Example: Display the average score of each subject by class in a pivoted layout using PIVOT BY:
sf.sql('''
SELECT
avg(score) AS avg_score
FROM groupbyTable
PIVOT BY class, subject
''', vars={'groupbyTable': groupbyTable})
Table Joiners#
Swordfish SQL supports multiple types of table joiners.
# UNION
source_table1 = sf.table({'id': [1, 2, 3], 'name': ['Alice', 'Bob', 'Charlie'], 'category': ['tech', 'finance', 'tech']})

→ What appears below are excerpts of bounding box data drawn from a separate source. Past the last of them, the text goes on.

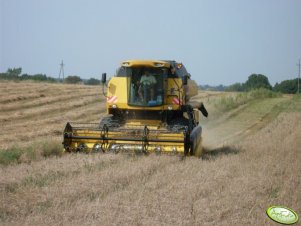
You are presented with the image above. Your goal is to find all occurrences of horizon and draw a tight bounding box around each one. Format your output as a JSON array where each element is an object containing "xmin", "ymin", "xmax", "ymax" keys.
[{"xmin": 0, "ymin": 0, "xmax": 301, "ymax": 86}]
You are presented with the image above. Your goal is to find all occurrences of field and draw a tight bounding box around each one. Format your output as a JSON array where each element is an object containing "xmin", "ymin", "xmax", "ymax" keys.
[{"xmin": 0, "ymin": 81, "xmax": 301, "ymax": 225}]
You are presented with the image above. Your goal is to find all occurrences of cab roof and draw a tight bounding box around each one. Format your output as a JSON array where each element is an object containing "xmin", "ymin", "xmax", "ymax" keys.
[{"xmin": 121, "ymin": 60, "xmax": 171, "ymax": 68}]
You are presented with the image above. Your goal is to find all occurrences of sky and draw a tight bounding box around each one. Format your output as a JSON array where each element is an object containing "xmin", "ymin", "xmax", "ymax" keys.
[{"xmin": 0, "ymin": 0, "xmax": 301, "ymax": 85}]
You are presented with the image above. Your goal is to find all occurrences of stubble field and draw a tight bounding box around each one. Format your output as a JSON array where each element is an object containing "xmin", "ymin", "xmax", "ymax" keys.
[{"xmin": 0, "ymin": 82, "xmax": 301, "ymax": 225}]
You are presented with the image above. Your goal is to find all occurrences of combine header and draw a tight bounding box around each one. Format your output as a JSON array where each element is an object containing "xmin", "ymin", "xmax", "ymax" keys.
[{"xmin": 63, "ymin": 60, "xmax": 208, "ymax": 156}]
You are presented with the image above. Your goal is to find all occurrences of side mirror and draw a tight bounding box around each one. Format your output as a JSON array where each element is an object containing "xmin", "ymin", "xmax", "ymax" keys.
[
  {"xmin": 182, "ymin": 75, "xmax": 188, "ymax": 86},
  {"xmin": 101, "ymin": 73, "xmax": 107, "ymax": 84}
]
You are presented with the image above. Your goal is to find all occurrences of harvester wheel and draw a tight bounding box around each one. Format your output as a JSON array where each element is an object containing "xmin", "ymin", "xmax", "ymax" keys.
[{"xmin": 194, "ymin": 138, "xmax": 203, "ymax": 158}]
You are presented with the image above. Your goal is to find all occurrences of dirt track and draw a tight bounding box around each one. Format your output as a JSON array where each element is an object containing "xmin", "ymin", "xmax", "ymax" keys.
[{"xmin": 0, "ymin": 83, "xmax": 301, "ymax": 225}]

source_table2 = sf.table({'id': [4, 5, 6], 'name': ['Lily', 'Mary', 'Tom'], 'category': ['tech', 'finance', 'tech']})
sf.sql('''
SELECT *
FROM source_table1
UNION source_table2
''', vars={'source_table1': source_table1,'source_table2': source_table2})
# JOIN
source_table3 = sf.table({'name': ['Alice', 'Mary', 'Tom'],'age': [20, 5, 35]})
sf.sql('''
SELECT *
FROM source_table1 as t1
LEFT JOIN source_table3 as t3
ON t1.name = t3.name
''', vars={'source_table1': source_table1,'source_table3': source_table3})

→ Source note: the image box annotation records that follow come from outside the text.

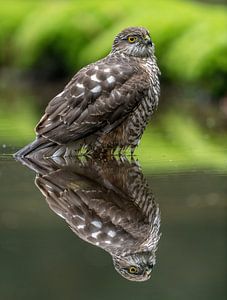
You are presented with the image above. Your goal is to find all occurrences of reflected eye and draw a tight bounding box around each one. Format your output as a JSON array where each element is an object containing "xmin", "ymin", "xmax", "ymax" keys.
[
  {"xmin": 128, "ymin": 266, "xmax": 138, "ymax": 274},
  {"xmin": 128, "ymin": 36, "xmax": 137, "ymax": 44}
]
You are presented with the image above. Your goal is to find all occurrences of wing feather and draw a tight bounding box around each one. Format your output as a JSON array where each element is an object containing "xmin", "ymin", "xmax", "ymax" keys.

In addition to LEFT JOIN, Swordfish supports multiple join types for different scenarios.
Join Type |
Description |
|---|---|
INNER JOIN |
Returns rows that satisfy the join condition in both tables, excluding non-matching rows. |
LEFT JOIN / LEFT OUTER |
Returns all rows from the left table and the matching rows from the right table. If there is no match in the right table, NULL is returned. |
RIGHT JOIN / RIGHT OUTER |
Returns all rows from the right table and the matching rows from the left table. If there is no match in the left table, NULL is returned. |
FULL JOIN / FULL OUTER |
Returns all rows from both tables. If there is no match, NULL is returned. |
EQUI JOIN |
A join based on equality conditions, usually using |
CROSS JOIN |
Returns all possible combinations of rows from the two tables, independent of any condition. |
ASOF JOIN |
Used for time-series data; the join condition is based on a time column. |
WINDOW JOIN |
A join performed using window functions, typically involving aggregation or analysis within a window of data. |
PREFIX JOIN |
A join based on matching column name prefixes, suitable when column names are similar but not identical. |
Beyond ANSI SQL syntax, Swordfish also provides a functional API for table joiners.
For example, LEFT JOIN can be performed using the lj function:
import swordfish.function as F
F.lj(source_table1 , source_table3, "name")
Compared with ANSI SQL syntax, the functional API is more concise and intuitive, making it suitable for users familiar with functional programming.